Ainsi n’accorda-t-elle point d’attention à cette grande voiture qui roulait aux pas ralentis, moteur ronronnant à peine qui suivait sa direction à quelques dizaines de mètres derrière elle.
Elle se mit à chanter à voix haute avec Sylvie Vartan. Elle regarda à gauche et a droite pour traverser la rue et emprunter l’autre trottoir. Elle aperçut encore la voiture qui ne s’était toujours pas arrêtée. Elle allait bientôt tourner à gauche. A partir de là aucune voiture ne pourra la suivre.
Le seul danger viendrait des loups garou. Mais il était encore trop tôt pour croiser ces créatures qui sortent surtout après minuit et respectent les gens de leurs propres quartiers.
Juste avant de tourner, le lalalala de la chanson s’arrêta net. Elle entendit à travers l’écouteur, quelqu’un l’interpeller par son prénom. Elle sortit le lecteur de cassette pour se rendre compte que la cassette continuait à tourner. Elle sortir l’écouteur de l’oreille gauche. Souffla un brin dessus. Et le réintroduit à sa place. En guise de musique, une voix masculine riait à gorge déployée.
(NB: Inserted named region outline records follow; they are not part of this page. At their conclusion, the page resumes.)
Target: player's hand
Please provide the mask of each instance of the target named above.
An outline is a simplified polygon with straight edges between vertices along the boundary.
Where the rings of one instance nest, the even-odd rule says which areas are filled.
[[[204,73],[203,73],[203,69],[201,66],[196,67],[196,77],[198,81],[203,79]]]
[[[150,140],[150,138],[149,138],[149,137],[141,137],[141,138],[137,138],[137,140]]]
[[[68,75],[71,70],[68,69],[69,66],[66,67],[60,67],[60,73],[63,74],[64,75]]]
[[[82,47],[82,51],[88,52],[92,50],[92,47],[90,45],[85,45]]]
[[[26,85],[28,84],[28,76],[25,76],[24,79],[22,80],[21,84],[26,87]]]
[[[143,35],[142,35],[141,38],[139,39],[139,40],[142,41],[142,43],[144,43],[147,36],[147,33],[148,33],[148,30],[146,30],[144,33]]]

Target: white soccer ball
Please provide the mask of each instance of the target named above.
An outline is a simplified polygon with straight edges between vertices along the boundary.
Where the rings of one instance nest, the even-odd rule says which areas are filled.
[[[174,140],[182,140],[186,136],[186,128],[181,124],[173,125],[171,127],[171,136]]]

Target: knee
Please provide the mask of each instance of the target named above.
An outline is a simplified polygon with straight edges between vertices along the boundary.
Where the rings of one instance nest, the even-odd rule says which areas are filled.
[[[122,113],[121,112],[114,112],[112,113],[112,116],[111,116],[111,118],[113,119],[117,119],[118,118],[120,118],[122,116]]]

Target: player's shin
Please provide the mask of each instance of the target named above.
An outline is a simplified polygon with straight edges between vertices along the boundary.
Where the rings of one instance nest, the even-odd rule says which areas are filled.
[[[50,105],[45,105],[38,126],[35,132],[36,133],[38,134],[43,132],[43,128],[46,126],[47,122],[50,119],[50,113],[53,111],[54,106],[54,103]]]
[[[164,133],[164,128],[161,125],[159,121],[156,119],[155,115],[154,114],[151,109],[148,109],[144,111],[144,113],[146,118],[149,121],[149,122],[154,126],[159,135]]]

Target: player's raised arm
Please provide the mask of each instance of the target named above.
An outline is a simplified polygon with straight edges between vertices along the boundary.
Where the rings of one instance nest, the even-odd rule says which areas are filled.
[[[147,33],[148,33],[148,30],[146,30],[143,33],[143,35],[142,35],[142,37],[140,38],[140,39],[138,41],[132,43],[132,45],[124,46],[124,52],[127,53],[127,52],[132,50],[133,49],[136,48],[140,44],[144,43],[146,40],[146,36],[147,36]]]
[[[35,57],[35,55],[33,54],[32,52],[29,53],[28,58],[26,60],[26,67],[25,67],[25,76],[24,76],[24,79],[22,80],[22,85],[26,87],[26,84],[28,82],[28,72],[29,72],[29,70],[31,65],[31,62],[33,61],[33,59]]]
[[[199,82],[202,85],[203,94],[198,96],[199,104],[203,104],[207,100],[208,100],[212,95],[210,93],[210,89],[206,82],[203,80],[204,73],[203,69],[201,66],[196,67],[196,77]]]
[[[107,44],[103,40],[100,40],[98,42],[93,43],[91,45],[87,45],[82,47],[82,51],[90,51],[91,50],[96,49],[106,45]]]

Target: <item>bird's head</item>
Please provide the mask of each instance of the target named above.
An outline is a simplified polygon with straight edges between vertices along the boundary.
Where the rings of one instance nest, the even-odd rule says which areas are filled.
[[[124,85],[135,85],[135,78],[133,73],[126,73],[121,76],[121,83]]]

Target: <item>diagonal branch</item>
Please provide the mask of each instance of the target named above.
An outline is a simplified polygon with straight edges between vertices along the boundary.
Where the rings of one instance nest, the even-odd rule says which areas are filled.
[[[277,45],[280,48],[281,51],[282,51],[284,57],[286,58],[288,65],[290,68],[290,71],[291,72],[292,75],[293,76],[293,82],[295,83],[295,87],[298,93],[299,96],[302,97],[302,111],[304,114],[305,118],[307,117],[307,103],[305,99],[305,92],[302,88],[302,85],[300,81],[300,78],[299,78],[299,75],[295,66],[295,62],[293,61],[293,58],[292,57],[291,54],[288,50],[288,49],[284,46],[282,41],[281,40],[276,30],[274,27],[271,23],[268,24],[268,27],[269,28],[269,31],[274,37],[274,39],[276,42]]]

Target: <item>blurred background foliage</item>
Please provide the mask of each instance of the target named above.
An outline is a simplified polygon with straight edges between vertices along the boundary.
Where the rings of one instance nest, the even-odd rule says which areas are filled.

Elle pensa donc que quelqu’un lui avait joué un tour en enregistrant une blague sur sa cassette. Cependant elle avait bien pris soin de faire ce qu’il fallait pour éviter tout enregistrement accidentel. Quelqu’un l’avait donc fait par méchanceté. Elle se disait qu’elle se paierait le luxe de l’étrangler de ses propres mains ce salaud qui lui aura abimé sa cassette préférée.
- Sabine !
Retentit la voix de nouveau qui ne rigolait plus. Elle se défit du lecteur et de tout ce qui va avec ; tourna sur elle-même pour apercevoir à quelques mètres, la silhouette de la voiture qu’elle avait cru voir un peu plus bas juste après avoir laissé le boulevard Jean Jacques Dessalines.
- Ah ! c’est vous qui m’avez interpelée ? Comment vous avez fait pour me crier à l’oreille ? Que voulez-vous ? J’ai fini de travailler.
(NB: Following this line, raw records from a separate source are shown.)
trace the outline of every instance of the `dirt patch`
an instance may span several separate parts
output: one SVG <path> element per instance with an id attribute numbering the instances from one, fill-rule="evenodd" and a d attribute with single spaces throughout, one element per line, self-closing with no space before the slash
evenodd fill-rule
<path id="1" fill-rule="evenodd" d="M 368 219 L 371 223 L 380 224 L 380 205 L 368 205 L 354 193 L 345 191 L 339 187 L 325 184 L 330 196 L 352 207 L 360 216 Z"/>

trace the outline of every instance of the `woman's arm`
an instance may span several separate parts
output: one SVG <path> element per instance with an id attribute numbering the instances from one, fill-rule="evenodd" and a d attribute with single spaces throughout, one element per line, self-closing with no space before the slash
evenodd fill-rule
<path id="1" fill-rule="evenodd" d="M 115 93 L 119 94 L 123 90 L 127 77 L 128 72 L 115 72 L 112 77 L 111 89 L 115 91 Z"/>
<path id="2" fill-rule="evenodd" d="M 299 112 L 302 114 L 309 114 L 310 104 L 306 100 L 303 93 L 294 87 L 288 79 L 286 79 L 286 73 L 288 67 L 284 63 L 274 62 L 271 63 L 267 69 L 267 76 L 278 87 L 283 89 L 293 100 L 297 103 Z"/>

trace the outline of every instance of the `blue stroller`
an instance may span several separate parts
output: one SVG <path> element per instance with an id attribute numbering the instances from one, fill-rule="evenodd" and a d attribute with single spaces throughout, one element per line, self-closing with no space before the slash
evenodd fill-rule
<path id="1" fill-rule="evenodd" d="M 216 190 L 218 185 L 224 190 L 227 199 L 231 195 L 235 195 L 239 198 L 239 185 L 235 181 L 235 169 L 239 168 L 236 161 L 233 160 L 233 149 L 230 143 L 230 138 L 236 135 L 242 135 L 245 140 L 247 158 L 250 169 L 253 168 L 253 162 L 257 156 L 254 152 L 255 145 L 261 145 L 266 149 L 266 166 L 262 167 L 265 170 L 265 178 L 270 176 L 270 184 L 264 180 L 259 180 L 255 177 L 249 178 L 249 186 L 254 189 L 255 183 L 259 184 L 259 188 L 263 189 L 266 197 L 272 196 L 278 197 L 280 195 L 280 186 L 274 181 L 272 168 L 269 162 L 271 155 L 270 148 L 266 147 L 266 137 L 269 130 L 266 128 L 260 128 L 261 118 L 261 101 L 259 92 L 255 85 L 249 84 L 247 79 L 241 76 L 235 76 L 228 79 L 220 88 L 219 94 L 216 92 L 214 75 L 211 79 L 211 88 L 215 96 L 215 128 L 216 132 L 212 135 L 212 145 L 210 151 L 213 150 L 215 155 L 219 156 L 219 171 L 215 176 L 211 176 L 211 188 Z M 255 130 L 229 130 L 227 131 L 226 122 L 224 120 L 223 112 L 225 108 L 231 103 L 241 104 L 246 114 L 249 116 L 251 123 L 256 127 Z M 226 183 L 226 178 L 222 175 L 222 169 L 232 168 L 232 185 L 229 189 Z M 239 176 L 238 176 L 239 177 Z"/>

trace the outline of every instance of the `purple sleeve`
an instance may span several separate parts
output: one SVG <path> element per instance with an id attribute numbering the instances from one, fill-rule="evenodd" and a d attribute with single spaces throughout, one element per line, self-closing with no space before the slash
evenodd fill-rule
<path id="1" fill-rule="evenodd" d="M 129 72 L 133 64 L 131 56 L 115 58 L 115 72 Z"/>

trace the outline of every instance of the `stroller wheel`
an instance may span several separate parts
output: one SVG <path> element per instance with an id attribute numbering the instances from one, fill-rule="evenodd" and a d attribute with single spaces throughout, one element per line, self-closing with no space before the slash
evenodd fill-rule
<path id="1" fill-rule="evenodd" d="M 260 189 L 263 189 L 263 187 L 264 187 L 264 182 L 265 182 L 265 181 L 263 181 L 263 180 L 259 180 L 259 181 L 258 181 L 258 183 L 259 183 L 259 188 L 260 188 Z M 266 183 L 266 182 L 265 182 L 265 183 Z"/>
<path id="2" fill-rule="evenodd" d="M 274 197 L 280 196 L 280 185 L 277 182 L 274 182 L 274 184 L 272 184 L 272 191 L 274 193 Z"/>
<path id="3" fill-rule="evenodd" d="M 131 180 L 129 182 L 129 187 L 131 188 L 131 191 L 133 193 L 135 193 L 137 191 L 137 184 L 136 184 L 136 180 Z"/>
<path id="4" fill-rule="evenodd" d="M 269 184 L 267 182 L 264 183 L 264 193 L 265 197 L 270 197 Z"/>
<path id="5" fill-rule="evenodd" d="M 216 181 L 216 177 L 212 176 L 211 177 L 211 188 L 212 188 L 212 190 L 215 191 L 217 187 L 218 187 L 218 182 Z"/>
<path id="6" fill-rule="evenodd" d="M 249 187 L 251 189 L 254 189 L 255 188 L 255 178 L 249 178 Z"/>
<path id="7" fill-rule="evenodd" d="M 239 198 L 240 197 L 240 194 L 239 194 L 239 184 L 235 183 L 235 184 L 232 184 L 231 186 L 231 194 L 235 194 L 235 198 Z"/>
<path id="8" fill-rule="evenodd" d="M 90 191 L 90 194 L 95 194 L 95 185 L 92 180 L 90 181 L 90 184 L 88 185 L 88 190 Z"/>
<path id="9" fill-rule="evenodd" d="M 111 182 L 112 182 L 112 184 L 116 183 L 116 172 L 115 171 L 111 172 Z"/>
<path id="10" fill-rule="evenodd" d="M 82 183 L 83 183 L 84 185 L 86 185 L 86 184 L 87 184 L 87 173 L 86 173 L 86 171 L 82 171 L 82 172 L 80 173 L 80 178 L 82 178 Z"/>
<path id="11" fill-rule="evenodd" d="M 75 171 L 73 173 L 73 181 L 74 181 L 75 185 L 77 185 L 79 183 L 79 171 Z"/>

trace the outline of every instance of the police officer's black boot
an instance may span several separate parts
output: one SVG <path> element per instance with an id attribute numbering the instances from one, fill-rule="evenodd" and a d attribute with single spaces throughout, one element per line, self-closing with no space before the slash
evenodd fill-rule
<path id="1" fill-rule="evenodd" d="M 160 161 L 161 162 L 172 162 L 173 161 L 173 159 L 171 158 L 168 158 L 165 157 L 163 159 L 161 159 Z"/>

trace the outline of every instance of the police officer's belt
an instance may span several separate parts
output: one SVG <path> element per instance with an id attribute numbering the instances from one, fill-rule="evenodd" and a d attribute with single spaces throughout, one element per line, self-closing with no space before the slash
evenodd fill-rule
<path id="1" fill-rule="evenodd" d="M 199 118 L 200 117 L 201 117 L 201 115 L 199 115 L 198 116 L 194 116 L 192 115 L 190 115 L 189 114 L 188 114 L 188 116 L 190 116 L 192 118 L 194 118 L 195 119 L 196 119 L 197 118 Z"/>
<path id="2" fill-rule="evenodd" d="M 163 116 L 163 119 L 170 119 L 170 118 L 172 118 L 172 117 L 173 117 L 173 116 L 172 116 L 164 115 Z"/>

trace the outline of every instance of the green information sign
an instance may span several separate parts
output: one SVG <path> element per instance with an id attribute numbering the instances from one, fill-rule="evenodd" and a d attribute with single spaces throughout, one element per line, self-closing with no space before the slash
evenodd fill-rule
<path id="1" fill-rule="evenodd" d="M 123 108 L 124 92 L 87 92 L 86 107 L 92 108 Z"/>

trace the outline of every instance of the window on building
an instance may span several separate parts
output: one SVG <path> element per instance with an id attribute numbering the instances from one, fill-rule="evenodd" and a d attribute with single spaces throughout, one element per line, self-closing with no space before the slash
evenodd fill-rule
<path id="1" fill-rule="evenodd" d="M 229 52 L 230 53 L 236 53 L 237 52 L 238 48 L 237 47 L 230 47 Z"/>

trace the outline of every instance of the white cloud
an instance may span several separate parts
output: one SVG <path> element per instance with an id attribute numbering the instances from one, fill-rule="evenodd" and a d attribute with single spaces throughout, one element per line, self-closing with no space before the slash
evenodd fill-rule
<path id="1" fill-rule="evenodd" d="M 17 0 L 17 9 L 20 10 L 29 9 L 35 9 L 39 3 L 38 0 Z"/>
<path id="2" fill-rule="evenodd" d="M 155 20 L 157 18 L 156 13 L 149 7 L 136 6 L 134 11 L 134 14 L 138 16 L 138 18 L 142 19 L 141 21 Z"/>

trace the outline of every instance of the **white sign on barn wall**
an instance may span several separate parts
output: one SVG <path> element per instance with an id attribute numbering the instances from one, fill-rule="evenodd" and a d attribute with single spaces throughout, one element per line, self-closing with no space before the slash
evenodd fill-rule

- Vous avez fini de travailler ? J’ai l’impression que vous aviez eu une journée plutôt sèche.
- Cela ne vous regarde pas en plus mon travail ce n’est pas de faire de la conversation en pleine rue.
- C’est vrai je m’excuse d’avoir procédé ainsi mais il fallait bien attirer votre attention…
- Vous l’aviez fait et bien fait rassurez vous…que me voulez vous ?
- Laissez-moi commencer par le commencement. Voulez-vous m’accompagner ?
- Vous ne demandez pas mes tarifs ?
- Tarifs de quoi ? Je veux juste que vous m’accompagniez…
- Il vous sera appliqué le tarif par heure
- Vos tarifs ne m’inquiètent pas …venez. Montez.

La portière arrière gauche s’ouvra toute seule. Sabine hésita un instant. L’inconnu lui fit un petit signe de la main. Elle vit sa main et ses doigts et se sentit rassurée. Elle s’installa juste derrière l’inconnu bien assis au volant de sa grande et belle voiture.